Except that Israel is not heavy-handed in Gaza, Hamas is. It has both imposed increasingly strict Islamist rule on residents and resumed anti-Israel terrorism. Israeli actions regarding the Strip have included the 2008 – 2009 “Operation Cast Lead,” with its generally successful efforts to limit non-combatant casualties, and a blockade that always permitted large-scale humanitarian assistance and is increasingly flexible.

Israeli construction in the disputed West Bank and in Jerusalem is, regardless of wide-spread political opinion, legal under relevant international law, particularly the League of Nations Palestine Mandate, article 6; the U.N. Charter, article 80; and, by implication, U.N. Security Council Resolution 242.

Editorial on target

It’s not that the staff of the editorial pages doesn’t know better. The September 8 lead editorial, “The Hamas murders: How can Palestinian extremists be stopped from disrupting peace negotiations?” noted correctly that “violence by Hamas in the West Bank serves to underscore one of the central Israeli concerns about a peace settlement: that under Palestinian rule the West Bank could become another base for attacks on Israel, as Gaza is.”

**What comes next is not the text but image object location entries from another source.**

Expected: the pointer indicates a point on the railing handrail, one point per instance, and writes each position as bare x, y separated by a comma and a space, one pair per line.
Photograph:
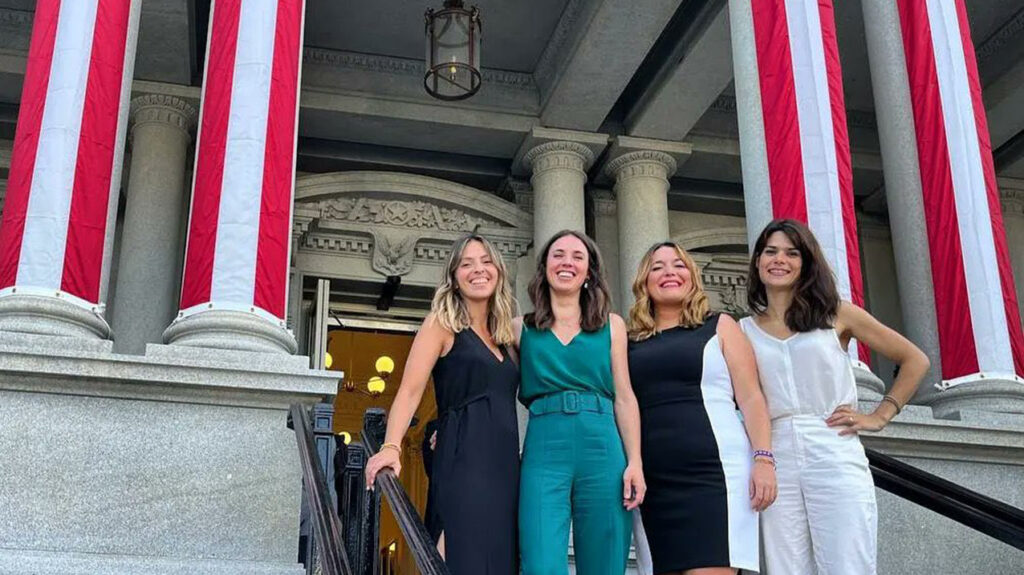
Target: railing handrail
420, 542
327, 526
964, 505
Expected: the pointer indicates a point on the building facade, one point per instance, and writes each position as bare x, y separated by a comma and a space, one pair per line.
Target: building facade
146, 421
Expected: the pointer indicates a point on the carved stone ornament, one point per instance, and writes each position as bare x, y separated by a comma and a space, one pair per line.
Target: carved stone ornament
393, 253
417, 215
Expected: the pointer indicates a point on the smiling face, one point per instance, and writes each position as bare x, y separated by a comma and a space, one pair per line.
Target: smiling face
567, 265
476, 274
670, 281
780, 262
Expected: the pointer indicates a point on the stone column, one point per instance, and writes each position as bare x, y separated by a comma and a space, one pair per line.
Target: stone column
1012, 197
891, 86
641, 170
150, 268
557, 162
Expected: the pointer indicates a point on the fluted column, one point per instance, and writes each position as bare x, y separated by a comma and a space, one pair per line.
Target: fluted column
1012, 198
150, 268
556, 162
559, 173
641, 170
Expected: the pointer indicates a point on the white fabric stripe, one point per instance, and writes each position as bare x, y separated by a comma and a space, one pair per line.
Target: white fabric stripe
44, 238
734, 452
131, 40
754, 150
238, 221
984, 290
817, 137
817, 140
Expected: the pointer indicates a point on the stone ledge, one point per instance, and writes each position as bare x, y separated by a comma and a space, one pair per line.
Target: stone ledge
14, 562
165, 373
981, 437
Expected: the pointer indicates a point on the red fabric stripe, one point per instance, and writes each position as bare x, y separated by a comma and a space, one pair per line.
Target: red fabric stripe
91, 188
843, 161
778, 104
275, 205
992, 192
30, 119
960, 355
210, 152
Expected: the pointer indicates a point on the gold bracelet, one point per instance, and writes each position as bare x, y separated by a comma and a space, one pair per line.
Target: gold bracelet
892, 400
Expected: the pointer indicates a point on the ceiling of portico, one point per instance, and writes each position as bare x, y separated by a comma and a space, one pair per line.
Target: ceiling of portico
514, 32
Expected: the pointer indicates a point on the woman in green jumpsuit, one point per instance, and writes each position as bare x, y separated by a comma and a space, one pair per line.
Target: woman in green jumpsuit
582, 454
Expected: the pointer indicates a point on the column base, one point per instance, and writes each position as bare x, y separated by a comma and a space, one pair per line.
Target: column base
230, 330
989, 394
869, 387
45, 315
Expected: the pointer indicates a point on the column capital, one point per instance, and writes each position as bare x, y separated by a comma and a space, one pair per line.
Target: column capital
545, 148
631, 157
1012, 200
161, 108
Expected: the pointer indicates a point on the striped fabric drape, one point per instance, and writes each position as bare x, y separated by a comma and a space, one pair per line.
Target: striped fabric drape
240, 226
806, 145
975, 302
56, 231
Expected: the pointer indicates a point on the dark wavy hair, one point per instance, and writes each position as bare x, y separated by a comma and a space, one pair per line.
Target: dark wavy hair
815, 299
595, 300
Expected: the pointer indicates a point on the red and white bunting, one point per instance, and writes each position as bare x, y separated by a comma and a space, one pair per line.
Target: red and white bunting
975, 303
65, 175
806, 140
241, 222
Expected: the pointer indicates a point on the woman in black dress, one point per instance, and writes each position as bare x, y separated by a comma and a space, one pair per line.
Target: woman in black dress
475, 480
707, 476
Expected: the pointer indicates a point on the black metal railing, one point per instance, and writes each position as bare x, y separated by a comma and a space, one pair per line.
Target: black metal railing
419, 540
978, 512
326, 526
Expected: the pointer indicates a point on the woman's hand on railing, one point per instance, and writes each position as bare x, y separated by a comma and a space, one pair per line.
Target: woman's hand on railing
383, 458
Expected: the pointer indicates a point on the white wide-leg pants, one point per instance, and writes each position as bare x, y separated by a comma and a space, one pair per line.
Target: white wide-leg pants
824, 521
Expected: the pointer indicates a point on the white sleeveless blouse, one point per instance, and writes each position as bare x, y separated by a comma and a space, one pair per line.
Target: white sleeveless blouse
808, 373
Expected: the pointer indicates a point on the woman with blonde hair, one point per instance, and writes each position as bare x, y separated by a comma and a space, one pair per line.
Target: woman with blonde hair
463, 344
707, 476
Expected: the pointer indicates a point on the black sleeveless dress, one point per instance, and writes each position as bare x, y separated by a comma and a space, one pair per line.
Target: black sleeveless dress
475, 481
696, 456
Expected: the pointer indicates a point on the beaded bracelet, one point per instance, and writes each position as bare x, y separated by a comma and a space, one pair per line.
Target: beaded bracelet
892, 400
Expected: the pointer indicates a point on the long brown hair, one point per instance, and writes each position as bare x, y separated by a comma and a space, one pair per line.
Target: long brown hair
695, 307
815, 299
595, 299
450, 308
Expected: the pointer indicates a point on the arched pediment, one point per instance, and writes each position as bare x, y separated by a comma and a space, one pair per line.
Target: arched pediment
397, 198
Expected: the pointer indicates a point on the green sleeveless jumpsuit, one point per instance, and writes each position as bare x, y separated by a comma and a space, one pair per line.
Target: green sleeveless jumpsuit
572, 459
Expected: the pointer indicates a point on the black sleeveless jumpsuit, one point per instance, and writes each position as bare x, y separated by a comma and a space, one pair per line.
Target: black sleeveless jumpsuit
475, 481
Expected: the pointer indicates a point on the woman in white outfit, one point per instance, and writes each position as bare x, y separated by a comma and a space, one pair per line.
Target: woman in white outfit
824, 519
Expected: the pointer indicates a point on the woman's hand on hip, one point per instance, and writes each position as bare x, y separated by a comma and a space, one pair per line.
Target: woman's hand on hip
634, 487
383, 458
764, 488
850, 421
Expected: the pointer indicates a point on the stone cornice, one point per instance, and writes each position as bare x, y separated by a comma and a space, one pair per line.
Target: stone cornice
161, 108
645, 163
406, 67
1010, 31
1012, 201
563, 155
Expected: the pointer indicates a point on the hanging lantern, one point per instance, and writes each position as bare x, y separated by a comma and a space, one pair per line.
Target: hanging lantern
453, 51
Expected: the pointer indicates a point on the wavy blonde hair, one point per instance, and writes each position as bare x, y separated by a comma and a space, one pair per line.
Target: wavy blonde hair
450, 308
695, 306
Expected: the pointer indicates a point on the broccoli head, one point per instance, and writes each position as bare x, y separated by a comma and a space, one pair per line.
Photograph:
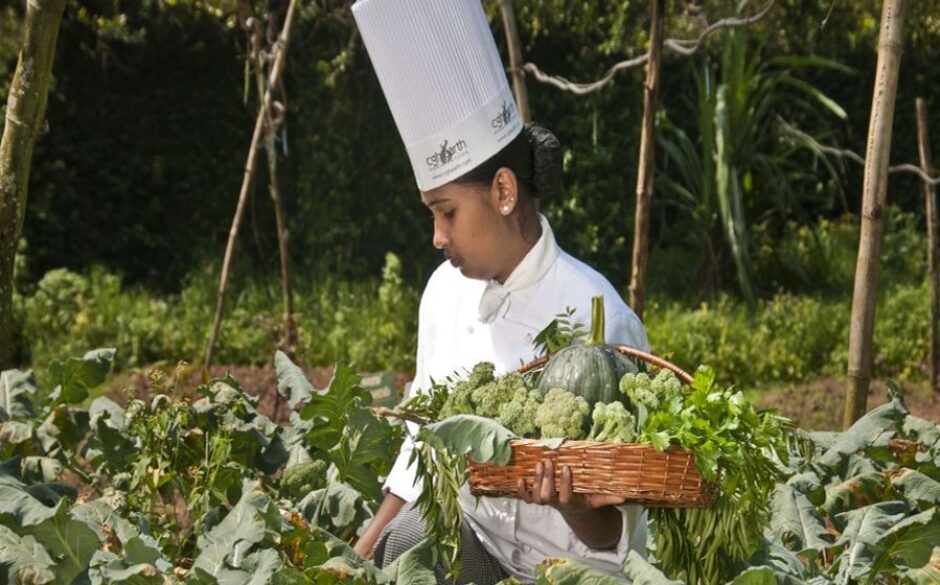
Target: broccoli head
518, 414
561, 415
613, 423
300, 479
460, 400
651, 393
489, 399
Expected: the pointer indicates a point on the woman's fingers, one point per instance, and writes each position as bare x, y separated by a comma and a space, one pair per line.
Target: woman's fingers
566, 489
523, 493
547, 493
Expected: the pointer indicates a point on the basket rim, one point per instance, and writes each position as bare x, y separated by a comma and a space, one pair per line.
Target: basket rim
623, 350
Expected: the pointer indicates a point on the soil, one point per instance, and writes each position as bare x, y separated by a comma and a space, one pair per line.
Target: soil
814, 406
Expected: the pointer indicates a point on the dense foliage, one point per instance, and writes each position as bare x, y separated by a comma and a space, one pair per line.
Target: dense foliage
205, 490
127, 161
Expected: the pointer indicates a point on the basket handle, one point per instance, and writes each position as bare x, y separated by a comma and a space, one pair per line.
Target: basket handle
627, 351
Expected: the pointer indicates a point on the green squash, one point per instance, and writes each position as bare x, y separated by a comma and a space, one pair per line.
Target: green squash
592, 370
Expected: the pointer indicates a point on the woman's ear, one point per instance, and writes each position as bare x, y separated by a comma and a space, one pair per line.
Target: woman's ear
505, 191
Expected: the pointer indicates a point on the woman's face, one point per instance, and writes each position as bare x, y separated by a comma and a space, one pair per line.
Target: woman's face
469, 228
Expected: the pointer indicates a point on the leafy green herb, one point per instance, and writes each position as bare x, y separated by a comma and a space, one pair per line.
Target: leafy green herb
562, 332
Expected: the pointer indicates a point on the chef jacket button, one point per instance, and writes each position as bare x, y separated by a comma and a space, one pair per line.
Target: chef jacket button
517, 556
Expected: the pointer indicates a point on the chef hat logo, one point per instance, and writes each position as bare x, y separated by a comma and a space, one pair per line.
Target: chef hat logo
445, 154
444, 82
505, 116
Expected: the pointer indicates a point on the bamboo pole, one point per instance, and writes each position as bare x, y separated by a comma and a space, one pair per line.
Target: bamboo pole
26, 110
515, 59
273, 123
930, 215
644, 179
874, 196
276, 69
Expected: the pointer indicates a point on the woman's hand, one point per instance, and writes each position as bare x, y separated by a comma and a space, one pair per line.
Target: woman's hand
564, 499
592, 517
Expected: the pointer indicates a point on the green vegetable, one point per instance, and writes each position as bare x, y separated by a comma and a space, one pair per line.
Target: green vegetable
302, 478
613, 423
562, 415
489, 399
518, 415
460, 400
726, 434
592, 370
645, 394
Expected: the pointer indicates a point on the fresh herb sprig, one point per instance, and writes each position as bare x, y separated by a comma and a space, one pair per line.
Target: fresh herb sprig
736, 446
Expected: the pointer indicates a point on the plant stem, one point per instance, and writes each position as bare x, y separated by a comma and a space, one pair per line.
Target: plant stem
597, 322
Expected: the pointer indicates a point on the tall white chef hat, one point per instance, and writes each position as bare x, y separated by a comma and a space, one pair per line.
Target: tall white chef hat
444, 81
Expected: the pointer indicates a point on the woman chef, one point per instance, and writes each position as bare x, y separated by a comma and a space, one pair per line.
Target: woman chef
481, 173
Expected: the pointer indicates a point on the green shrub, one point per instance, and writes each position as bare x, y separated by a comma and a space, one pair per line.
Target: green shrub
792, 338
371, 324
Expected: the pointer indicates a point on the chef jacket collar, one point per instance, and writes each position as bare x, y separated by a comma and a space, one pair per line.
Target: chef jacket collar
496, 297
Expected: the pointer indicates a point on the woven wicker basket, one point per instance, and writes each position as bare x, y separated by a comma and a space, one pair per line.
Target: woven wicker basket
637, 472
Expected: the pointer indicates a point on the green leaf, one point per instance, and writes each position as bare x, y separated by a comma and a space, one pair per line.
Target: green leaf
365, 441
925, 432
485, 440
291, 381
415, 566
15, 432
327, 409
795, 522
16, 501
16, 389
929, 574
864, 529
659, 440
27, 561
569, 572
756, 576
41, 469
344, 506
107, 568
912, 539
855, 492
74, 377
864, 432
918, 489
808, 483
641, 572
70, 542
64, 427
233, 537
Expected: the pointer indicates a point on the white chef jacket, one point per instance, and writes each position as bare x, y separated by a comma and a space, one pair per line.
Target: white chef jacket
457, 328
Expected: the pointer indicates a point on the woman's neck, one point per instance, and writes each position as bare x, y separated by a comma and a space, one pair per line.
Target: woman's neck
530, 230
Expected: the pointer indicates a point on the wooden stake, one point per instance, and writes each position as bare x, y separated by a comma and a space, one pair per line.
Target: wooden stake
276, 70
874, 197
273, 122
26, 110
515, 59
644, 179
930, 214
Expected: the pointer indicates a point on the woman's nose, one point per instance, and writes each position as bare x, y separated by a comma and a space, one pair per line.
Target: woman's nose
440, 239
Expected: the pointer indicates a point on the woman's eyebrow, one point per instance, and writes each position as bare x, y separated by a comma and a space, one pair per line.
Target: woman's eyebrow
437, 202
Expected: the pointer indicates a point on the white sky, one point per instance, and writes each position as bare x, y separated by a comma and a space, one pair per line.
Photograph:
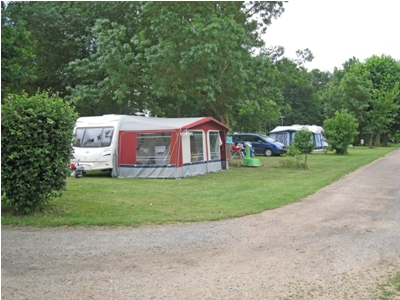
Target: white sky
335, 31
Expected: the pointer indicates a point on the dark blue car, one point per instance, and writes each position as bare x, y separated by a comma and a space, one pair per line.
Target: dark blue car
261, 143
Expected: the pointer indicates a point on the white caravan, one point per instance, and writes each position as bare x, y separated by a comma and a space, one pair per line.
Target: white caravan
95, 140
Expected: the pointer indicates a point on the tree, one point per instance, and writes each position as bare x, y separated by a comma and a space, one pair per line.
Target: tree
299, 93
340, 131
383, 112
36, 139
384, 73
16, 55
202, 50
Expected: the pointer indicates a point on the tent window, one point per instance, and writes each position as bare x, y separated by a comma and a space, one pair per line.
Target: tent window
153, 149
93, 137
196, 146
215, 145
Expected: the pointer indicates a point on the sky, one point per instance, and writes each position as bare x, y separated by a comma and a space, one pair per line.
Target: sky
336, 31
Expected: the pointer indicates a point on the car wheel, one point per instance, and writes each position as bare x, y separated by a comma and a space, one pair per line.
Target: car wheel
268, 152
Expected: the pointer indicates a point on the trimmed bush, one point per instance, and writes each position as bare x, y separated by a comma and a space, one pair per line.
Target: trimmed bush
36, 136
340, 131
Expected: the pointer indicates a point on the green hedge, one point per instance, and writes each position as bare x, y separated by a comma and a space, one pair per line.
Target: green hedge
36, 135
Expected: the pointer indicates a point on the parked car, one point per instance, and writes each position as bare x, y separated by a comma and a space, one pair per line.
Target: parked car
261, 143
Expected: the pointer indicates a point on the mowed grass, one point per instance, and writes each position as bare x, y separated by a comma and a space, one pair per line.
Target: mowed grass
99, 200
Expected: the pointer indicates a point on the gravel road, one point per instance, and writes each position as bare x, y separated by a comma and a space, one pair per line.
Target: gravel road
340, 243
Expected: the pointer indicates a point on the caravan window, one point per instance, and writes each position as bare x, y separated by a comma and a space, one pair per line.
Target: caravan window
196, 146
215, 145
153, 148
93, 137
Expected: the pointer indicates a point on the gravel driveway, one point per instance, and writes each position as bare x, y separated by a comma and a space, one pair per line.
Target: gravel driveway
339, 243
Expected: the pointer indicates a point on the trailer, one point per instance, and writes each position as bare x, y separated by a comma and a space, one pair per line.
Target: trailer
148, 147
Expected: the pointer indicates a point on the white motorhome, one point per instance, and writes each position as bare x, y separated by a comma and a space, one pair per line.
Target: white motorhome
95, 141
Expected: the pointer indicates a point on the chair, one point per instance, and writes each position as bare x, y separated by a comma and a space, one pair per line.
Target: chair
237, 151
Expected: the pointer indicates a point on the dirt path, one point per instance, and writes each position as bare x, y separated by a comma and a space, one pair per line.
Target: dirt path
339, 243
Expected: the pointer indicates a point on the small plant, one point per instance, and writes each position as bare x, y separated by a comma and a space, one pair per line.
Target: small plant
295, 161
340, 131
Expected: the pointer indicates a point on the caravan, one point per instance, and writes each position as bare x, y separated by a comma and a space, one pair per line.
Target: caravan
146, 147
285, 135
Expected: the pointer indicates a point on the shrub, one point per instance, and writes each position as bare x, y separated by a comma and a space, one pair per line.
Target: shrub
340, 131
303, 141
36, 135
294, 162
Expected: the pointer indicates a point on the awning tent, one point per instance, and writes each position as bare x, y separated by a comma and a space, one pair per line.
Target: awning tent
169, 147
285, 134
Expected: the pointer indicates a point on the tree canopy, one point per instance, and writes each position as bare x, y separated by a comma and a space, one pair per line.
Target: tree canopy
184, 59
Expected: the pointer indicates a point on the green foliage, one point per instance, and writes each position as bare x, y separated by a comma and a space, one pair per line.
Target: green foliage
294, 161
36, 135
340, 131
16, 55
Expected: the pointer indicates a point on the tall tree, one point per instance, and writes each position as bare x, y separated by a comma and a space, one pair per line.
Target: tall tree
202, 50
16, 55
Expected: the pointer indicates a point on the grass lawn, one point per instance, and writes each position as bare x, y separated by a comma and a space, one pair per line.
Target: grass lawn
99, 200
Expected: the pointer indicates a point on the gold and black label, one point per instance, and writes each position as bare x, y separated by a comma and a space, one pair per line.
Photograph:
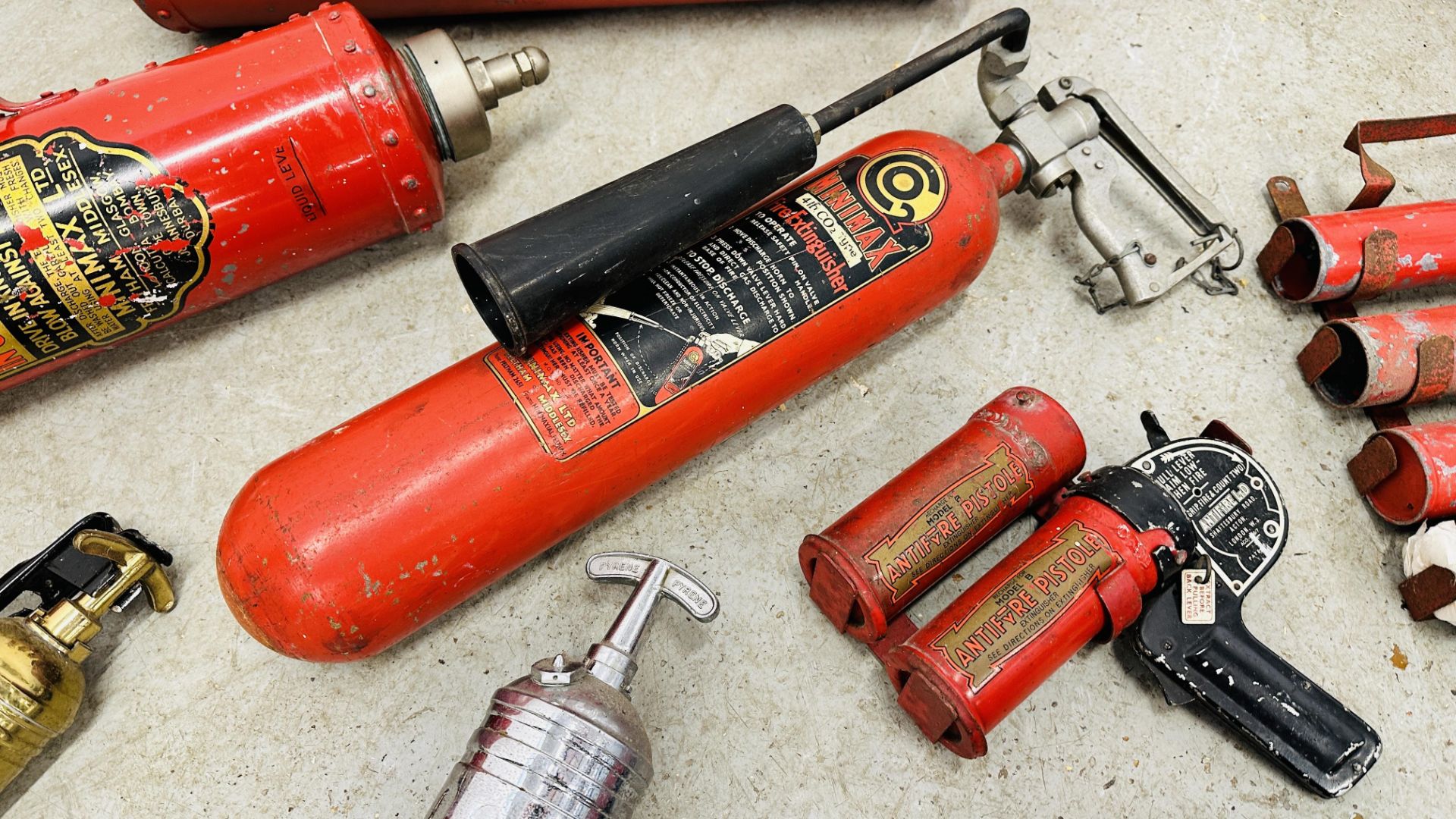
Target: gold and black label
96, 243
948, 521
1030, 601
718, 302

The editors opined that “Abbas has been convincing in his renunciation of violence and in his opposition to Hamas. He has promised repeatedly to fight terrorism. But if the talks are to succeed, it is essential that he match intentions with actions.”

Why isn’t the factual accuracy and analytical logic shown in The Post editorial required of its pro-Palestinian and anti-Israel outside Op-Ed contributors? It’s an old question, and still unanswered.